Setting out progress on its environmental and social and governance initiatives last year, apparel maker Gildan Activewear says its vertically-integrated manufacturing model is also allowing it to adapt to the challenges thrown up by the coronavirus pandemic.
As one of the world’s largest vertically-integrated manufacturers of everyday basic apparel – including activewear, underwear, socks, hosiery, and legwear – the Montreal, Canada based company employed 53,000 workers and operated 24 manufacturing facilities globally at the end of 2019.
These factories are located in Honduras and Nicaragua in Central America; the Dominican Republic in the Caribbean Basin; the US and Mexico in North America; and Bangladesh in Asia.
“This direct control of almost the entire manufacturing process, from raw materials to finished products, allows the company to ensure that responsible and sustainable practices are consistently deployed throughout the complete value chain,” it says in its just-released Genuine Responsibility Environmental, Social and Governance (ESG) report.
Products are sold under its own brands – such as Gildan, American Apparel, Comfort Colors, GoldToe, Kushyfoot and Secret Silky – as well as retail private labels. The company also sells its activewear primarily in “blank” or undecorated form, without imprints or embellishment, to wholesale distributors within the imprintables channel, who then sell the blanks to screenprinters and embellishers.
“Our strategy of owning and operating our facilities has given us the ability to provide rewarding jobs, safe and healthy work environments, and the capability to implement innovative environmental solutions in our operations while continuously improving the lives of our neighbouring communities,” explains Claudia Sandoval, vice president, corporate citizenship at Gildan.
“Even more so during these uncertain times, our vertical integration enables us to minimise disruption in our supply chain and allows us to leverage our manufacturing excellence to adapt our business to this changing environment.”
Over 90% of Gildan’s annual sales – it booked revenues of $2.82bn in 2019 – are generated from products that are manufactured within the company’s owned and operated manufacturing network. Because it owns the factories, Gildan says it is willing to invest in technology, sustainable innovation and training and development programmes that continuously improve product, reduce impact and create value for stakeholders.
Achievements last year
Among achievements last year was a 13% reduction in greenhouse gas (GHG) emissions from a 2015 baseline, largely due to the implementation of new energy initiatives, the use of higher quality biomass feedstock, and changes in emissions factors. In total, 44% of total energy use at Gildan was powered by renewable resources.
In terms of water intensity, it saw an 11.2% reduction compared to 2015, which it attributed to the full implementation of condensate and heat recovery systems in its manufacturing operations, as well as the continuous improvements in water management processes and product development. Both mark an early achievement of the 10% reduction goal set for 2020.

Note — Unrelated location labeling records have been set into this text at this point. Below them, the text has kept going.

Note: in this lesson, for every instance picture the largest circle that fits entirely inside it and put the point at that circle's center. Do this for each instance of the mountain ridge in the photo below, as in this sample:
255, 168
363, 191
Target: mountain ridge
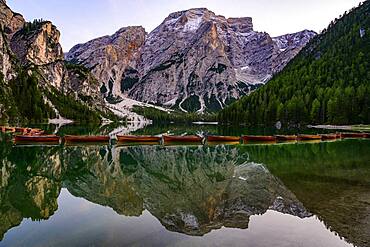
194, 60
327, 82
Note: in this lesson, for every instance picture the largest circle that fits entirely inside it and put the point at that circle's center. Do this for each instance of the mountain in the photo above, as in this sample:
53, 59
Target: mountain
35, 81
327, 82
194, 60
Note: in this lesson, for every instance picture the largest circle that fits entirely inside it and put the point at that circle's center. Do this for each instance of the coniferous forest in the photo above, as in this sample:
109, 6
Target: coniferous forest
327, 82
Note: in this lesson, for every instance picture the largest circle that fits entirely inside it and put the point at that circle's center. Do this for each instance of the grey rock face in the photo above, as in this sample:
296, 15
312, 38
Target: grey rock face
112, 59
194, 60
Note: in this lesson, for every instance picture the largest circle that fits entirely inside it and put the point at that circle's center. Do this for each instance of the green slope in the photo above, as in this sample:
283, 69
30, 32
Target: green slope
327, 82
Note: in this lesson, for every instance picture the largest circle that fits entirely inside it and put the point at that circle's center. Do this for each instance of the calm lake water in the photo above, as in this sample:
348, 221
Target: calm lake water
227, 195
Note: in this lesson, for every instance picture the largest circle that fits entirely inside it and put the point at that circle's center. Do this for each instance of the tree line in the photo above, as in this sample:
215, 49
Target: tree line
327, 82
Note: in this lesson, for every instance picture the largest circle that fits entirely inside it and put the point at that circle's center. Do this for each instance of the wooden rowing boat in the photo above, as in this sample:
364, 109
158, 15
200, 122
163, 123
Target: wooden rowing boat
258, 138
184, 139
329, 136
308, 137
85, 139
353, 135
44, 138
286, 137
223, 138
10, 129
128, 138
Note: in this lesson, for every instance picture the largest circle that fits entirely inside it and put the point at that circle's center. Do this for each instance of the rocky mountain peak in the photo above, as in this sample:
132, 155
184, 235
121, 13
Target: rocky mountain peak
10, 21
112, 58
242, 24
37, 43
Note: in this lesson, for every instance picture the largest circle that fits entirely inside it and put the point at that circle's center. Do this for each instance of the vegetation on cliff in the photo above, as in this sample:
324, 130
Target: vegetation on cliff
328, 81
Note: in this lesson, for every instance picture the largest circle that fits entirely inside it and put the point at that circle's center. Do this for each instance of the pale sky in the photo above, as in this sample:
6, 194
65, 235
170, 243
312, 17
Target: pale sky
82, 20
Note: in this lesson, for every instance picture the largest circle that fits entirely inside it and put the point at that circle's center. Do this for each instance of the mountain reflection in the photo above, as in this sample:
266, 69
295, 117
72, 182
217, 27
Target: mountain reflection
191, 190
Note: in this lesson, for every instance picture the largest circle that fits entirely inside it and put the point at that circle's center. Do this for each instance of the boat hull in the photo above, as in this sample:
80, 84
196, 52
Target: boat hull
329, 137
184, 139
353, 135
258, 138
309, 137
286, 137
86, 139
141, 139
223, 138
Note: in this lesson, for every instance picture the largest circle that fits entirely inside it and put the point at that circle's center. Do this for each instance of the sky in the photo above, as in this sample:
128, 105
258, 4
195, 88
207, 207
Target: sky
82, 20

There was also a 6.2% reduction in landfill waste from 2018 thanks to improvements in waste management systems, and energy intensity was cut by 3.1% compared to last year. However, is said progress was still needed around these two targets to achieve the goal for a 10% reduction in 2020. Energy intensity in particular has seen an overall increase of 0.5% from a 2015 baseline “due to the integration of new yarn-spinning operations and product mix offerings.”
In 2019, 151 audits were conducted at company-owned facilities and third-party contractor facilities throughout Asia, Central America, the Caribbean Basin and North America.

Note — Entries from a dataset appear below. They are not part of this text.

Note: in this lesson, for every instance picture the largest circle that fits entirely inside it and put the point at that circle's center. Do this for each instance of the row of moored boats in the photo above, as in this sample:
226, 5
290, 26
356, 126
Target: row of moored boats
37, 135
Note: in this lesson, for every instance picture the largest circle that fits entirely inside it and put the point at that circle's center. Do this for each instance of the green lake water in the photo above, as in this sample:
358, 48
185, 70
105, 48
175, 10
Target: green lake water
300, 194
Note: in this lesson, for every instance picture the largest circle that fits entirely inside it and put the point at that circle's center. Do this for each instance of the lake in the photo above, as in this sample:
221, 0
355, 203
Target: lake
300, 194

Another highlight last year was Gildan’s Social Compliance Program being re-accredited by the Fair Labor Association (FLA) for the second time, after becoming the first basic activewear apparel manufacturer to receive this accreditation in 2007. The re-accreditation in July 2019 followed a two-year review of the company’s practices and policies that are in place to ensure fair labour practices across its global supply chain.
In 2019, 96% of Gildan workers were represented by formal Health and Safety committees. The company provided almost 2.5 million hours of training to its employees and invested $13.9m in supplemental benefits, which included free onsite medical health care, vaccination and medicine programs, parental leave, financial assistance, subsidised meals, and free transportation at Gildan facilities in Latin America and Asia.

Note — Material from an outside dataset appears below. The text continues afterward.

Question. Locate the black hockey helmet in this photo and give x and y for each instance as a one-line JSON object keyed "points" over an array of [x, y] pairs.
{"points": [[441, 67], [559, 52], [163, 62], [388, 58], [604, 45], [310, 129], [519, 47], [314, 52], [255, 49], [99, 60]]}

Reaching out into local communities, “buying locally wherever possible” also helps reduce lead times and costs. Last year it calculated over $260m worth of materials were purchased from local suppliers in Latin America and Bangladesh.
Back to Basics
Changes last year also included factory expansion, closures, downsizing and restructuring as part of its ongoing ‘Back to Basics’ strategy to simplify its product portfolio and optimise operations.
Gildan consolidated sheer hosiery manufacturing within its global supply chain through the closure of its facility in Canada; and consolidated sewing capacity from its STAR sewing facility into existing sewing capacity located closer to its textile manufacturing complex in Honduras.
During the fourth quarter it also began ramping down production in Mexico and relocating the equipment to operations in Central America and the Caribbean Basin.
Expansions included the ramp-up of production at the Rio Nance 6 textile facility in Honduras, which is equipped to manufacture open-width and tubular fabric. And plans are underway to build a large multi-plant manufacturing complex over the next few years next to its existing facility in Bangladesh, which will be used to service international markets.